Regulatory changes are not normally the concern of a strategic foresight consultancy, but the possible departure of the United Kingdom from the European Union is a once in a lifetime event. Brexit’s effect on global financial institutions is worth an examination to help inform strategic decisions that may need to be made about the future. As financial institutions (FIs) are mandated by current regulations to have contingency plans, it is helpful to think about how these institutions can survive and how they can even excel in this time of uncertainty.
Passporting has been a major driver of the growth of London as a FinTech hub. Henry Kravis, co-CEO of KKR, stated that he expects 20% of London’s financial sector to leave “because they need that passport to operate on the continent.” In the City of London 11% of workers hail from a different country in the EU. Post Brexit, the right of these employees to continue working in the City will be up in the air. What effect will the end of passporting have on financial services firms in Europe?
What is Passporting?
Passporting is the popular term used to describe the right of a firm operating in a European Economic Area (EEA) state to conduct permitted activities in any other EEA state by either exercising the right of establishment (of a branch and/or agents) or providing cross-border services. This right only exists for as long as the UK is a member of the EEA. UK-licensed banks (those with UK headquarters or foreign headquarters) would need to seek extra licenses from the EEA member state in which they want to do business in order to offer financial services in that member state.
This decision manifests itself through an FI’s decision to conduct operations in another country as either a branch or a subsidiary. A branch takes advantage of passporting, where a subsidiary must submit to local licensing rules and regulations. Many large foreign banks operate in the UK as branches. Deutsche Bank, for example, derives 19% of its net revenue from the UK and operates as a branch.
Passporting works both ways. Many European banks operate branches in London under passporting, and many UK-based banks utilize the regulatory framework to have branches throughout Europe.
For more than a century, the City of London has dominated other European capitals in terms of financial services. Brexit could be the opportunity that these cities have been waiting for. While it would be in the UK’s interest to negotiate an arrangement equivalent to passporting with the EEA, they are likely to encounter resistance from countries who see Brexit as a chance to substantially increase jobs and income tax bases.
While Brexit would allow the UK to relax capital rules that limit bankers’ bonuses, it may not be enough to compensate for increased regulatory costs. Ireland, an EAA member, is in the same time zone as the City of London and has a low (12.5%) corporate tax rate that has already made it the ideal place for European headquarters for many foreign companies.
End of Local FinTech
Many financially oriented startups call London home. They do so because of the quality of talent, availability of capital, and the local regulatory environment. By being based in the UK, these startups can access the entire EEA from one location. This has driven the dramatic growth of companies like Azimo, Ensygnia, Judo Payments, and others. The screencap of the Monese website below is illustrative of this:
These companies will be faced with a choice to either move or only serve the local market. As most startups are cash-strapped and facing financing headwinds driven by Brexit-driven uncertainty, they will be unable to relocate.

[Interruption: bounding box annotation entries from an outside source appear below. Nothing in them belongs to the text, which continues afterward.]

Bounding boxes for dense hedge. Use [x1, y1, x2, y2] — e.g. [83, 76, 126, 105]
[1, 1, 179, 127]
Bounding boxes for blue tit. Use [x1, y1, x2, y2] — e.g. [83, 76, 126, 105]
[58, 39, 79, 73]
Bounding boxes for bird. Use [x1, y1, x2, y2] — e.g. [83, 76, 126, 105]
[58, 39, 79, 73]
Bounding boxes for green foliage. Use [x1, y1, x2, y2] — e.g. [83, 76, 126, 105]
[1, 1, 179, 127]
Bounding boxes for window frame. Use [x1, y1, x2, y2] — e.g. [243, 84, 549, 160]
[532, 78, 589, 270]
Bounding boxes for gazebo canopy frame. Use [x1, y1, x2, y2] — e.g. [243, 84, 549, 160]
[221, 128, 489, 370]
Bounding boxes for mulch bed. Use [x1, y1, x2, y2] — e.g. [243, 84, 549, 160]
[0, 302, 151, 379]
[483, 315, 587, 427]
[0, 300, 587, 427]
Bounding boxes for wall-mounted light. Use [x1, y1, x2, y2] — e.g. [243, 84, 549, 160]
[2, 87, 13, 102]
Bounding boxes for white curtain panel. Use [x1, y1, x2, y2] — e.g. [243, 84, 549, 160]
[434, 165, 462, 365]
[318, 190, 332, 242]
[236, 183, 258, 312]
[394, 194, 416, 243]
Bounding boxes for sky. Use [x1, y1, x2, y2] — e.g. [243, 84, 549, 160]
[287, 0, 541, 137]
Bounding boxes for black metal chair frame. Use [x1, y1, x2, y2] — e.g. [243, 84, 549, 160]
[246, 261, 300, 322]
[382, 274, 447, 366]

Who Wins in the Possible Future?
In the low-growth environment expected post Brexit, banks and insurance companies are likely to be especially hard hit. Following the June 23rd referendum, the banks and insurers on the FTSE suffered higher declines in their stock price than other non-financial corporations.
The end of passporting will create constraints, but constraints create innovation. International expansion and growth of local financial firms inspires competition based on price. A forced hard look at the local market will lead UK FIs to the opportunity at hand. Focusing on international growth fails to take advantage of the changes occurring at home.
Demographics will have a large impact on any future scenario. With the percentage of people over the age of 80 set to double in the next twenty years, how are customer experiences being simplified and adapted? There is a huge intergenerational wealth transfer expected to occur from boomers to millennials, but before that happens, there will be an intergender wealth transfer driven by the lower life expectancy of men compared to women. How can FIs be prepared to address those needs?
While Brexit-led uncertainty has driven declines in property value locally, ownership of this property is still beyond the reach of many. What kind of products and services will help to finance the life goals of digital natives, and will these new products and services replace the mortgage?
With an increased reliance on the local market to drive growth, market players will be forced to create compelling customer experiences that drive increased engagement. Market events like this reinforce the need to create signature customer experiences that drive brands and create customer loyalty.